Angelology(154)
“What do you mean?” Gabriella asked.
“Did you notice how Innocenta returns over and over to the discussion of visual images? It seems
that there were drawings or sketches or other artwork Abigail Rockefeller included in her letters,”
Verlaine said. “These visual images must be in the other half of the correspondence. Or they have
been lost.”
“You are quite right,” Gabriella said. “There is a pattern of some kind in the letters, and I am
certain that this will be confirmed once we read the other half of the correspondence. Surely the ideas
proposed by Innocenta were refined. Perhaps new suggestions were sent. Only when we can lay out
the correspondence side by side will we have the whole picture.”
She took the letters from Verlaine and paged through them once more, reading them over as if to
memorize the lines. Then she tucked them into her pocket. “We must be extremely careful,” she said.
“It is paramount that we keep these letters—and the secrets they point to—away from the Nephilim.
You are certain that Percival has not seen them?”
“You and Evangeline are the only people who have read them, but I did show him something else
that I wish he’d never seen.” Verlaine said, removing the architectural drawings from his bag.
Gabriella took the drawings and examined them with care, her expression turning grave. “This is
very unfortunate,” she said at last. “These give everything away. When he looked at these papers, did
he understand their significance?”
“He didn’t seem to think they were important.”
“Ah, good,” Gabriella said, smiling slightly. “Percival was wrong. We must go at once, before he
begins to understand what you have found.”
“And exactly what is it that I’ve found?” Verlaine asked, feeling that he might at last learn the
significance of the drawings and the golden seal at their center.
Gabriella placed the drawings on the table and pressed them flat with her hands. “These are a set
of instructions,” she said. “The seal at the center marks a location. If you notice, it is at the center of
the Adoration Chapel.”
“But why?” Verlaine asked, studying the seal for the hundredth time and wondering at its meaning.
Gabriella slipped into her black silk jacket and headed to the door. “Come with me to St. Rose
Convent, and I will explain everything.”
Fifth Avenue, Upper East Side, New York City
Percival waited in the lobby of his apartment building, his sunglasses shielding his eyes from the
unbearably bright morning. His mind was wholly absorbed in the situation at hand, one that had
suddenly become even more mystifying with Gabriella Lévi-Franche Valko’s involvement. Her
presence at Verlaine’s apartment was enough to signal that they had in fact hit upon something
significant. They would need to move immediately, before they lost track of Verlaine.
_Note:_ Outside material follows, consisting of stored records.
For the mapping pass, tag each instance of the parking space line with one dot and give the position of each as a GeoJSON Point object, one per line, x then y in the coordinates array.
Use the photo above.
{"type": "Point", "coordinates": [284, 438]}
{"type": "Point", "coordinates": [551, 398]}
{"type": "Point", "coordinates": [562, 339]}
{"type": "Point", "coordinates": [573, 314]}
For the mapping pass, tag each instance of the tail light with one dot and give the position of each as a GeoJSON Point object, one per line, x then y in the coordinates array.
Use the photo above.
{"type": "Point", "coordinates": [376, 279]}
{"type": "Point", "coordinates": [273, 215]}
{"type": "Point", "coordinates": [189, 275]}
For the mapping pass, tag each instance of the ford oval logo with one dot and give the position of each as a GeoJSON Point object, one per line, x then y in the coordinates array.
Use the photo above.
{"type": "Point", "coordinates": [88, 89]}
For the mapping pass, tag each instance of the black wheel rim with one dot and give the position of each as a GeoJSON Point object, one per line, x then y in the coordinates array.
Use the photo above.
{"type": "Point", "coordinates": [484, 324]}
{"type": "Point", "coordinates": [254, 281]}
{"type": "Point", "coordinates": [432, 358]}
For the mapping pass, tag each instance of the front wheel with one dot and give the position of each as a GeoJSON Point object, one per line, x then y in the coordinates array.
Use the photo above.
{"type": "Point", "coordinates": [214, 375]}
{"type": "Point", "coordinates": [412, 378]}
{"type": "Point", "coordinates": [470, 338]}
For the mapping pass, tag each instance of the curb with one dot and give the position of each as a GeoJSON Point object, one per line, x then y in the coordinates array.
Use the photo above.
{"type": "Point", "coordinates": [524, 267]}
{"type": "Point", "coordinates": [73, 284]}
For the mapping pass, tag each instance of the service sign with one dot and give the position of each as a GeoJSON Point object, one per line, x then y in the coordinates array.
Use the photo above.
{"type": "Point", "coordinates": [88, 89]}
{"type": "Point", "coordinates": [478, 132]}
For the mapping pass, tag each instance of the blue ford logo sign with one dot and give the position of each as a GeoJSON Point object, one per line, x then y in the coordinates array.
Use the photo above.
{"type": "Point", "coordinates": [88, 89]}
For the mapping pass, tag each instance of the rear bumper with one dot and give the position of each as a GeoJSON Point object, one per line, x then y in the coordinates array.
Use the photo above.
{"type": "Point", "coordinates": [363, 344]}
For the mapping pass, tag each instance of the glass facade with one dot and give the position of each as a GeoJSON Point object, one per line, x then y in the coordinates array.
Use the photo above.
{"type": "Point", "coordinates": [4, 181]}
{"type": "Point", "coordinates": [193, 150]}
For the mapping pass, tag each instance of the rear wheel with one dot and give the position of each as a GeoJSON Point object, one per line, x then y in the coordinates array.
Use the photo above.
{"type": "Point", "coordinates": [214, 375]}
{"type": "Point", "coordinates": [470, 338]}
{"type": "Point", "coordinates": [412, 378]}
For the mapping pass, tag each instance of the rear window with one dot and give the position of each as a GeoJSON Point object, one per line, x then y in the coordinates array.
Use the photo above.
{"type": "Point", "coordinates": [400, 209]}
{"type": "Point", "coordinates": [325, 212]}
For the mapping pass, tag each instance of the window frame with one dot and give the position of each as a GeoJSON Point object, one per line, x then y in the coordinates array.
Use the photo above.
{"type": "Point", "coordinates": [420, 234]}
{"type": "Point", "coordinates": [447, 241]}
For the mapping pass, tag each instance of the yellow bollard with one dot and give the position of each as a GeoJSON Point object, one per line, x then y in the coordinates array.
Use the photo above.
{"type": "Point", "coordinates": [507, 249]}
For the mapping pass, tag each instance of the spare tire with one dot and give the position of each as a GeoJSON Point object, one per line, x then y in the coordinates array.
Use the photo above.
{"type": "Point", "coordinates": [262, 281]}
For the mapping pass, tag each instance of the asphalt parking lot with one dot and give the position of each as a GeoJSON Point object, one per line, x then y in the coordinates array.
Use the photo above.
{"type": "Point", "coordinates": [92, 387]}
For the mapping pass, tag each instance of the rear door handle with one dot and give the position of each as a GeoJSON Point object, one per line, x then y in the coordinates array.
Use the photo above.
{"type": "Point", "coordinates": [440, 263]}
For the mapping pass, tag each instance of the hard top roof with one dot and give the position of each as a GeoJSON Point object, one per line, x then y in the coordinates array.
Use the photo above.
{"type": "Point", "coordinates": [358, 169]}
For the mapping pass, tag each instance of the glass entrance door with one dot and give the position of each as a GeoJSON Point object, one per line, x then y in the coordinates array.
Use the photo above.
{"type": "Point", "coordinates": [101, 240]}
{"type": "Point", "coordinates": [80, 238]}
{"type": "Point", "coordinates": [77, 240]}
A black Mercedes SUV stopped before the building. Percival recognized the Gibborim that
Otterley had dispatched to kill Verlaine early that morning. They sat hunched in the front seat, crude,
unquestioning, without the intelligence or curiosity to wonder at Percival and Otterley’s superiority.
He recoiled at the thought of riding in the same vehicle with such beings—surely Otterley didn’t
expect that he would agree to such an arrangement. In his workings with lower life-forms, there were
certain lines he would not cross.
Otterley didn’t have such qualms. She emerged from the backseat composed as ever, her long
blond hair tied into a smooth knot, her fur-trimmed ski jacket zipped to her chin, and her cheeks
stained pink from the cold. To Percival’s great relief, she said a few words to the Gibborim and the
SUV sped away. Only then did Percival step outside to greet his sister for the second time that
morning, happily in a less compromised position than before.
“We will need to take my car,” Otterley said. “Gabriella Lévi-Franche Valko saw that vehicle
outside Verlaine’s apartment.”
The very articulation of Gabriella’s name withered his resolve. “Did you see her?”
“She has probably given every angelologist in New York the plate numbers,” Otterley said. “We’d
better use the Jag. I don’t want to take chances.”
“And what about the beasts?”
Otterley smiled—she, too, disliked working with Gibborim but would never deign to show it.
“I’ve sent them ahead. They have a specific area to cover. If they find Gabriella, they have been
instructed to seize her.”
“I very much doubt they will have the skill to catch her,” Percival said.